Deutsche Sprachkenntnisse

Was in den 1990er Jahren bereits bekannt war, wurde durch die PISA- und IGLU- Studien eindrucksvoll bestätigt: Die Kenntnisse der Unterrichts- und Verkehrssprache Deutsch spielen eine Schlüsselrolle bei Kompetenzerwerb und Bildungserfolg der Migrantenkinder.[22] Auf die Bedeutung der Leseleistung für die schichtspezifischen Leistungs- und Bildungsdefizite wurde bereits hingewiesen. Aber auch unter den migrationsspezifischen Ursachen, die unabhängig von der Schichtzugehörigkeit der Migranten wirken, kommt den Deutschkenntnissen eine herausragende Bedeutung zu.

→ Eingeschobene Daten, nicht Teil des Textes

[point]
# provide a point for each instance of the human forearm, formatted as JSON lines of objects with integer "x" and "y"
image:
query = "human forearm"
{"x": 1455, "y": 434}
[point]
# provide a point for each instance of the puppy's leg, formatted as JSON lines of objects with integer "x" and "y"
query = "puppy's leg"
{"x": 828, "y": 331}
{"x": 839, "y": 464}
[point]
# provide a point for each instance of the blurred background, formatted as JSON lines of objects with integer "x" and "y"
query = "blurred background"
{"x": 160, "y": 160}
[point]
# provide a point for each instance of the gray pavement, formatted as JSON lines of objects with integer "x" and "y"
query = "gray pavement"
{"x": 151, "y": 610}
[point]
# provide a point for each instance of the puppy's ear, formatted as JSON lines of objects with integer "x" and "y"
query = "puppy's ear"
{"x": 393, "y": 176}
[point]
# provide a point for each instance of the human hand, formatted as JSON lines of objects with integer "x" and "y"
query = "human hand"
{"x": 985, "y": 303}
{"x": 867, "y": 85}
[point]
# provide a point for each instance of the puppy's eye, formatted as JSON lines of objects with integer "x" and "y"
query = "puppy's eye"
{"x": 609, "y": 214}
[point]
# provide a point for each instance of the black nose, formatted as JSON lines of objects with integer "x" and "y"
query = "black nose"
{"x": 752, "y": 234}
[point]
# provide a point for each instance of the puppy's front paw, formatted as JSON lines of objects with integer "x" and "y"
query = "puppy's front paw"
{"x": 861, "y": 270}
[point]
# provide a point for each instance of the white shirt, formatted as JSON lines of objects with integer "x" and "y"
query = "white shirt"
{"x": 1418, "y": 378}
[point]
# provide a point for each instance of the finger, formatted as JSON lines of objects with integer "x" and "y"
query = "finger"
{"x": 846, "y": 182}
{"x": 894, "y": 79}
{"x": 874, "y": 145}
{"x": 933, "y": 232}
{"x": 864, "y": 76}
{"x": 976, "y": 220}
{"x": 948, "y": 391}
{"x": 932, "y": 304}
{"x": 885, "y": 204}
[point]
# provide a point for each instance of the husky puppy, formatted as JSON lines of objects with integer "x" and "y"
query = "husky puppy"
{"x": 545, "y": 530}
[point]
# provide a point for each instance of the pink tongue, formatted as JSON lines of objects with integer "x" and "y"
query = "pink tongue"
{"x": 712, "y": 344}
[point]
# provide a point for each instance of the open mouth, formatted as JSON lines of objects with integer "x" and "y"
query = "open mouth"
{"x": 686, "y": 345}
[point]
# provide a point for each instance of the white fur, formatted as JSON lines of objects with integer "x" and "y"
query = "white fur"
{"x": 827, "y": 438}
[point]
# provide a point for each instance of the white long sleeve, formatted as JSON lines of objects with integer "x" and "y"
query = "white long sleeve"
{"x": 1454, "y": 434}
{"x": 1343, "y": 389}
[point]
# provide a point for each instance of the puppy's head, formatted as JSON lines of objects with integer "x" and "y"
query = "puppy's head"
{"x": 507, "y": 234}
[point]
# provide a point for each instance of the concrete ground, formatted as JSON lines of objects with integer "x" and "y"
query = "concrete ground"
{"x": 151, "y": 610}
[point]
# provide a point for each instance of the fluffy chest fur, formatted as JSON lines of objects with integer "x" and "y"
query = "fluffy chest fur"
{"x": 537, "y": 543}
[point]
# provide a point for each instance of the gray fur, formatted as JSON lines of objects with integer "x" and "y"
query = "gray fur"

36 bis 40 Prozent der Kompetenzunterschiede in Mathematik, Naturwissenschaften und Lesen zwischen statusgleichen Einheimischen und hier geborenen Migrantenjugendlichen hängen damit zusammen, ob in den Migrantenfamilien Deutsch gesprochen wird oder nicht. Und zugewanderte Migrantenjugendliche entwickeln sogar dieselben Kompetenzen wie statusgleiche Einheimische, wenn in ihren Familien Deutsch gesprochen wird (2006).[23] Auch bei den Grundschulempfehlungen für die Realschulen und Gymnasien sowie bei Klassenwiederholungen sind fast die Hälfte der Nachteile von statusgleichen Migrantenkindern auf deren unzureichende Deutschkenntnisse zurückzuführen. 15-Jährige mit Migrationshintergrund haben bei gleichem Sozialstatus und gleichen Deutschkenntnissen dagegen dieselben Chancen, eine Realschule oder ein Gymnasium zu besuchen wie die Einheimischen.[24]

Fußnoten

22.
Vgl. dazu insbes. H. Esser (Anm. 11).
23.
Vgl. O. Walter/P. Taskinen (Anm. 1), S. 349.
24.
Wilfried Bos u.a., IGLU, Münster u.a. 2004, S. 211; J. A. Krohne u.a. (Anm. 6), S. 388f.; J. Baumert/G. Schümer (Anm. 12), S. 374.